After a minute or so, the otter slipped vertically back under the water, leaving barely a ripple. Having encountered otters before, sure of what would happen next, I simply waited, my kayak drifting slowly in the wind. Predictably, the otter popped up again a few moments later, puffing and snorting, to study me from a different angle. The animal repeated the process until it had circled me fully, examining me from every side, each time the same short distance from the boat. Though I tried to follow its course under water, I couldn’t: even in water only two or three feet deep, the dark animal simply disappeared against the dark sediment of the cove’s bottom, and no wake or trail of bubbles marked its movement.

After about five minutes, the otter evidently concluded that I was neither edible nor a threat, and therefore wasn’t worth wasting any more time on. Its final dive was languid, graceful, arching, like the sounding of a whale: the shoulders, the supple back, and the robust tail took turns breaking the surface, and then animal was gone.

I drifted and watched for several more minutes, figuring that the otter would have to come up for air or climb onto the shore eventually. But it’s typical of wild carnivores that when they feel the time has come to disappear, they do so instantly, completely — like magic. I never saw it again and have no idea where it went. Perhaps it managed to slip unseen out of the water and into a thicket. Perhaps it has a burrow in the edge of the marsh.

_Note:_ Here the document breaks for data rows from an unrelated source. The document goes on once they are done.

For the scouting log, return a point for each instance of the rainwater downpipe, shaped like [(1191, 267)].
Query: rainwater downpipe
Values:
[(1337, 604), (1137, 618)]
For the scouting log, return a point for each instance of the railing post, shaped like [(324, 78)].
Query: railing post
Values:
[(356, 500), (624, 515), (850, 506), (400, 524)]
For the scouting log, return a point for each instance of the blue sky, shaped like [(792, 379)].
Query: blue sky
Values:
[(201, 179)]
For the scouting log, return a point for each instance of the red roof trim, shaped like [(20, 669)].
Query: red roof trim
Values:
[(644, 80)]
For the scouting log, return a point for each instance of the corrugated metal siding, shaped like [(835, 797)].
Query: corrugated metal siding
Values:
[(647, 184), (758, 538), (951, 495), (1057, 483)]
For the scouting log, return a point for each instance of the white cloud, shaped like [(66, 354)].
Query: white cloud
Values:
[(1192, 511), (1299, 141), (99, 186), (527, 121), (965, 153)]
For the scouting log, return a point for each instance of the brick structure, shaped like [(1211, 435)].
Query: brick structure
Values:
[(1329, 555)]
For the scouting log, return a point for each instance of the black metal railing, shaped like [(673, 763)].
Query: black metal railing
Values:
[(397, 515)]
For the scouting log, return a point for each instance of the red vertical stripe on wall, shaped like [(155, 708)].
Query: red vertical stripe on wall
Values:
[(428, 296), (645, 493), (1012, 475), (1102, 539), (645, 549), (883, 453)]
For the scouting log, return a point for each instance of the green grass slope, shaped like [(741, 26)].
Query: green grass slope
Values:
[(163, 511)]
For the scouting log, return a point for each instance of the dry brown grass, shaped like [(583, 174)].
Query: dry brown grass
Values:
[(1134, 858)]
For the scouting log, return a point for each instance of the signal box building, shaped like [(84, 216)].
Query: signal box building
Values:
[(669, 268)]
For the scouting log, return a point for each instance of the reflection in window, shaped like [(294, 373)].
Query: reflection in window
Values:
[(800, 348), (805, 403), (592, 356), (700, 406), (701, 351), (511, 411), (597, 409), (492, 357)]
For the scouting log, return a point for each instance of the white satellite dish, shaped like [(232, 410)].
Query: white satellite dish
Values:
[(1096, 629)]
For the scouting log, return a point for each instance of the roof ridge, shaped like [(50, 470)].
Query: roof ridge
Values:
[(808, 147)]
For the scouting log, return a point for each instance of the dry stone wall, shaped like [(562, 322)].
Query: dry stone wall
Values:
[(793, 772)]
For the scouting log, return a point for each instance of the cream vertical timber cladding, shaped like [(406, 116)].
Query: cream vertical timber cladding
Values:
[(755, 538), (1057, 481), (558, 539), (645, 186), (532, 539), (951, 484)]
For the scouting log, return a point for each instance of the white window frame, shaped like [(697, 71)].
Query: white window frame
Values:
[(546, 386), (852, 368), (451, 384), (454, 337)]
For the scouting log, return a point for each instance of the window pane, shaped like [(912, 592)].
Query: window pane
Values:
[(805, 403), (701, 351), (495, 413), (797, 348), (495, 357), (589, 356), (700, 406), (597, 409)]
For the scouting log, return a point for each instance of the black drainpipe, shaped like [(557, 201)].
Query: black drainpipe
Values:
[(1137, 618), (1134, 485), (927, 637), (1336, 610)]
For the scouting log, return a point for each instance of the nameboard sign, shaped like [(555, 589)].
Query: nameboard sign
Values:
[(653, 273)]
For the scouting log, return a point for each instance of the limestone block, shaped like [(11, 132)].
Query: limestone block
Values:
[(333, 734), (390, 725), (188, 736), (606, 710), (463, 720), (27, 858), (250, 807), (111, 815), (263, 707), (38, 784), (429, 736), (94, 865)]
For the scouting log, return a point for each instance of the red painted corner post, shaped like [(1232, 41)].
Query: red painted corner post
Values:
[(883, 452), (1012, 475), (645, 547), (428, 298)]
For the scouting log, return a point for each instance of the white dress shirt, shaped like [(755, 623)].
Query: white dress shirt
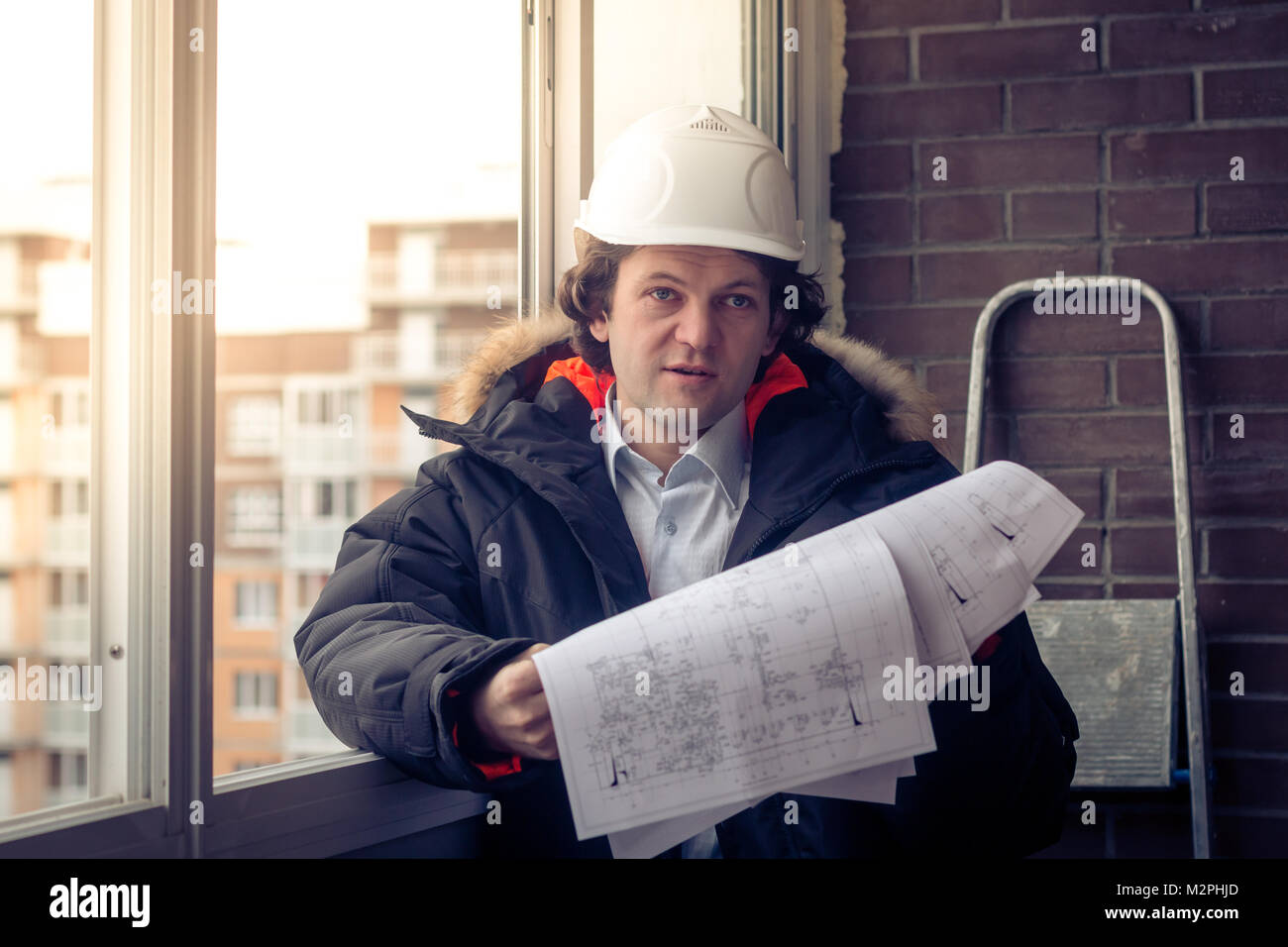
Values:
[(683, 527)]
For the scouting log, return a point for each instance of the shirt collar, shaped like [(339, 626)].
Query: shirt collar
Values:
[(722, 449)]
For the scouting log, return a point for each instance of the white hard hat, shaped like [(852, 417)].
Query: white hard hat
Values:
[(698, 175)]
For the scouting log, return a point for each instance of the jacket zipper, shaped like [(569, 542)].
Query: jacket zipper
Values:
[(827, 493)]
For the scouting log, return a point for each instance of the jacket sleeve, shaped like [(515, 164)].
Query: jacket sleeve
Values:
[(999, 780), (398, 635)]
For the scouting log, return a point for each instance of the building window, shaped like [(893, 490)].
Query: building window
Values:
[(325, 406), (256, 604), (256, 427), (256, 693), (68, 770), (256, 517), (68, 587)]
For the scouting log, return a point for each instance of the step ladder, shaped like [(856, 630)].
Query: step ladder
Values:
[(1116, 659)]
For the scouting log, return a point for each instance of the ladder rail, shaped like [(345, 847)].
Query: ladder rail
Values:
[(1192, 652)]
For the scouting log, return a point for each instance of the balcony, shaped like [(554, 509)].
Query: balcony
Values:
[(65, 725), (399, 453), (314, 544), (65, 450), (307, 735), (322, 449), (22, 295), (387, 356), (67, 631), (460, 275), (62, 795), (67, 541)]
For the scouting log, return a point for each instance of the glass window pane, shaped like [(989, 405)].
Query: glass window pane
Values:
[(366, 235), (681, 53), (47, 120)]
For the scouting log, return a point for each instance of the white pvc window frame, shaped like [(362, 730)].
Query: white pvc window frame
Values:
[(151, 787)]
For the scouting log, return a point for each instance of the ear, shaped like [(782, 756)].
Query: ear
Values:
[(776, 329)]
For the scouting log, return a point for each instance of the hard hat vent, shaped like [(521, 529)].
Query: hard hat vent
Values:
[(708, 125)]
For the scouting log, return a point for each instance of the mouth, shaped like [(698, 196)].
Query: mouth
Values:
[(694, 371)]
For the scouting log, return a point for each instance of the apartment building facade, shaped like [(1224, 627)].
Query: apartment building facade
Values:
[(308, 438)]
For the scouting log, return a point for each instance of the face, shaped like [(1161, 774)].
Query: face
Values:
[(688, 307)]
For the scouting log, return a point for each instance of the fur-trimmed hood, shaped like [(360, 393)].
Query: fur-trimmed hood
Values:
[(910, 408)]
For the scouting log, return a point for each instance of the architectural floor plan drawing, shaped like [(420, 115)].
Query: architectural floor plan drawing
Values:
[(768, 677), (756, 680)]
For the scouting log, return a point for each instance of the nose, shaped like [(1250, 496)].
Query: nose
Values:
[(697, 324)]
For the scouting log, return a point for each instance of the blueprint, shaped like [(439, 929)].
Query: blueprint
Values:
[(765, 678)]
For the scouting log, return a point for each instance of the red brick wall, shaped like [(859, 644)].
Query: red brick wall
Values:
[(1109, 161)]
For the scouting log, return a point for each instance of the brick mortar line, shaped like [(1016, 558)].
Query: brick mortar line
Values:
[(1159, 184), (1038, 245), (1050, 78), (1188, 125), (1068, 20)]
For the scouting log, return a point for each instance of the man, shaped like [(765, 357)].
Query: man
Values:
[(555, 513)]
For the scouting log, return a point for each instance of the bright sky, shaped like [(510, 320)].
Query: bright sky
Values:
[(334, 114), (331, 114)]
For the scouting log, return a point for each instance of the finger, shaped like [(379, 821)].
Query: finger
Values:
[(533, 709), (523, 678)]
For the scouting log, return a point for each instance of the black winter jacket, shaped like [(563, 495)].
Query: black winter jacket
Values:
[(518, 538)]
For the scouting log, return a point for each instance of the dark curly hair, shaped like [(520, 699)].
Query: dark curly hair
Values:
[(588, 287)]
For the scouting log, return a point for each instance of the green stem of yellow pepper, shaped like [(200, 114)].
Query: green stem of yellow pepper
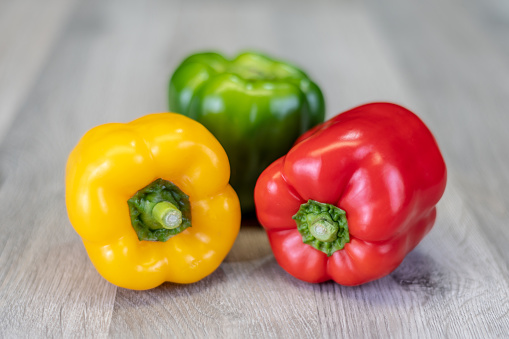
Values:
[(167, 215), (159, 211)]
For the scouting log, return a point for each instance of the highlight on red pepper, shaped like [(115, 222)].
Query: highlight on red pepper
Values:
[(353, 196)]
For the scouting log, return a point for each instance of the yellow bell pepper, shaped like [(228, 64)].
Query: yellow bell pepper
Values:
[(151, 200)]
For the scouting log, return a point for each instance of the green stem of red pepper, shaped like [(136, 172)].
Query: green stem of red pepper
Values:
[(323, 226), (159, 211)]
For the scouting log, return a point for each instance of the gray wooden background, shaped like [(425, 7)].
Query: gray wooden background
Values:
[(66, 66)]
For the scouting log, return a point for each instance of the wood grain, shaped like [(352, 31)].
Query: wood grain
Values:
[(109, 61)]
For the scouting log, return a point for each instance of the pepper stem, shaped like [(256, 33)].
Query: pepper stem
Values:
[(323, 226), (167, 215), (159, 211), (324, 230)]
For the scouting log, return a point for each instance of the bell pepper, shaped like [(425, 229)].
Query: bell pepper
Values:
[(254, 105), (353, 196), (151, 200)]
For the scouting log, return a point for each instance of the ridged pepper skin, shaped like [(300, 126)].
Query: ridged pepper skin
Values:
[(379, 164), (254, 105), (112, 162)]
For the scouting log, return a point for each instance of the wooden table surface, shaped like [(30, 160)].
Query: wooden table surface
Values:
[(66, 66)]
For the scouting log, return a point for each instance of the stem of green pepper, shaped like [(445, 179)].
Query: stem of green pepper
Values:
[(167, 215)]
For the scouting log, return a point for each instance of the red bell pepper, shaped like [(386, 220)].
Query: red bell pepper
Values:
[(353, 196)]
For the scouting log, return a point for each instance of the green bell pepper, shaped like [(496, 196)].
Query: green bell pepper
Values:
[(254, 105)]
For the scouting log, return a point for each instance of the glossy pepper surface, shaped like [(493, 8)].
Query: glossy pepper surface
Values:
[(254, 105), (151, 200), (353, 196)]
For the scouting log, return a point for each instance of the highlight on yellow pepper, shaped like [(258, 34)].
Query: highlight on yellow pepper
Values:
[(151, 200)]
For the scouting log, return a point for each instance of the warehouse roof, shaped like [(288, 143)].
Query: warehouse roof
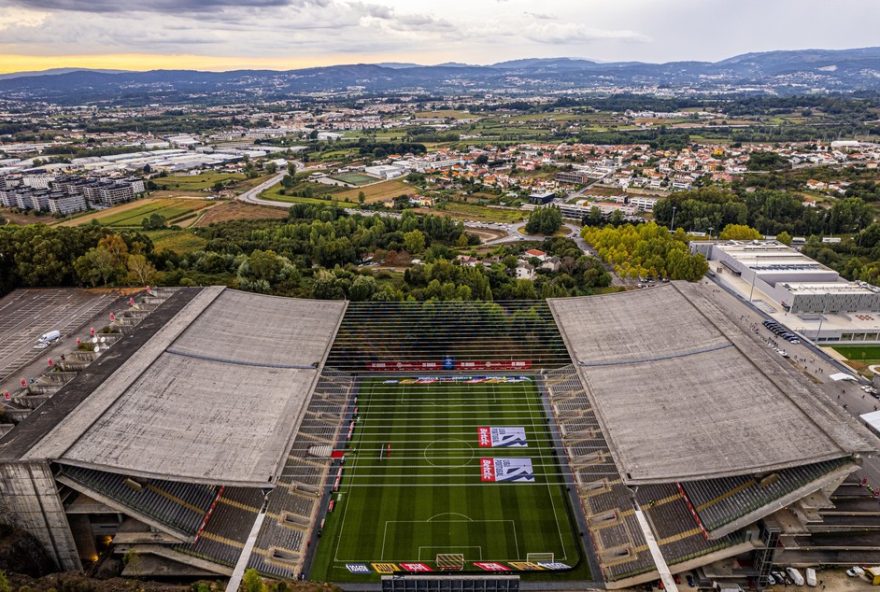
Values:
[(684, 393), (213, 397)]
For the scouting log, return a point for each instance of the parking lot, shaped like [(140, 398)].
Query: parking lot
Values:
[(27, 314)]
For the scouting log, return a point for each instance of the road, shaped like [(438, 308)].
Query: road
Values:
[(252, 196), (818, 365)]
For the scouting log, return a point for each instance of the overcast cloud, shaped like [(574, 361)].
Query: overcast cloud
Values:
[(302, 32)]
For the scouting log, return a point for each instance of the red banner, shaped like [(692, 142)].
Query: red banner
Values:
[(487, 470), (416, 366), (416, 567), (491, 566)]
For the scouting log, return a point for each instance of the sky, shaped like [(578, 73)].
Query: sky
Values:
[(289, 34)]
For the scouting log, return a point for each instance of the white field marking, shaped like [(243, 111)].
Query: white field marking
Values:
[(466, 517), (549, 491), (448, 466), (468, 520), (453, 547), (352, 471)]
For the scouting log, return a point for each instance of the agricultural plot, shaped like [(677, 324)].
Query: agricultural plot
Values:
[(445, 476), (354, 178), (170, 208), (200, 182)]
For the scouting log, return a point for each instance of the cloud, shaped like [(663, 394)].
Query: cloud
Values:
[(13, 18), (573, 33), (157, 6), (540, 16)]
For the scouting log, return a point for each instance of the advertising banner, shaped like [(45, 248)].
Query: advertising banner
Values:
[(506, 470), (501, 437)]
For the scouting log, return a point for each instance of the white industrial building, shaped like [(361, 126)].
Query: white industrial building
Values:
[(798, 291)]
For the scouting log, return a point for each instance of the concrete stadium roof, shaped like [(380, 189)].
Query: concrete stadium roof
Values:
[(214, 396), (683, 393)]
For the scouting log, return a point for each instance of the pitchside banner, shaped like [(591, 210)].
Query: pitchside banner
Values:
[(506, 470), (504, 437)]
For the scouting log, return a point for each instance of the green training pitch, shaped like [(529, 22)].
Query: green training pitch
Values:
[(425, 496)]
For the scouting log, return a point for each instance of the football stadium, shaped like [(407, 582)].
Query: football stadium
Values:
[(604, 441)]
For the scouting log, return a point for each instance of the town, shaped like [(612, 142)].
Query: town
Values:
[(384, 297)]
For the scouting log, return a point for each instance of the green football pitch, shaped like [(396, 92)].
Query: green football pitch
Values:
[(412, 486)]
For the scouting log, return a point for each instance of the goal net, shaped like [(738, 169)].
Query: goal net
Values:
[(450, 561)]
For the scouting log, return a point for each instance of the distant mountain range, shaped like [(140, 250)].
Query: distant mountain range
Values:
[(783, 72)]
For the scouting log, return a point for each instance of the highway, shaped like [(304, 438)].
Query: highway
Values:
[(252, 196)]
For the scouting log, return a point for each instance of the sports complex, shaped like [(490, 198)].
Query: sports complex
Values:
[(502, 444)]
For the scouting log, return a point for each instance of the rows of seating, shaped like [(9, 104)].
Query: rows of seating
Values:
[(225, 532), (721, 501), (292, 509), (179, 506), (618, 540)]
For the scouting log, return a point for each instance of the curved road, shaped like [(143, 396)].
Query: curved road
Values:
[(252, 196)]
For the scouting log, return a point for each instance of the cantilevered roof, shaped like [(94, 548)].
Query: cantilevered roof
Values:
[(213, 397), (683, 393)]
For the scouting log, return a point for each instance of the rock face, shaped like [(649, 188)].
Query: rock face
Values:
[(20, 552)]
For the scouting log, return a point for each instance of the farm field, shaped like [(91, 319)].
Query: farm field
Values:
[(237, 210), (354, 178), (463, 211), (428, 484), (179, 241), (860, 356), (200, 182), (131, 214), (384, 191)]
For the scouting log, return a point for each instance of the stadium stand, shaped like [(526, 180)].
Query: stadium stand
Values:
[(189, 428), (223, 405)]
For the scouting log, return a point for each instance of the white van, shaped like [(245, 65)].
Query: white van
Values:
[(47, 339), (811, 577)]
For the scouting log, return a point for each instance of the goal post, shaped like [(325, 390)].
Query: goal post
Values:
[(450, 561)]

While some Islanders and many visitors have never seen one here, otters are surprisingly numerous and widespread on the Vineyard. They are also highly mobile by both land and water. Though I doubt they breed in the densely settled parts of Oak Bluffs, they may well turn up here regularly as visitors. While sometimes brash, like the one in Brush Cove, otters are more often secretive, and they are largely nocturnal; you’re most likely to detect them by their footprints in mud, their distinctive trails in a good “tracking snow” in winter, or their “latrines” — concentrations of fish-scale-filled droppings that serve as territorial markers.

In any case, by the time you actually see an otter, you can be sure it has already studied you. Though sometimes almost comical in their curiosity about humans, these are profoundly wild animals, possessed of sharp senses and resourceful instincts for survival. Every otter I see reminds me that the Wild Side is everywhere on Martha’s Vineyard.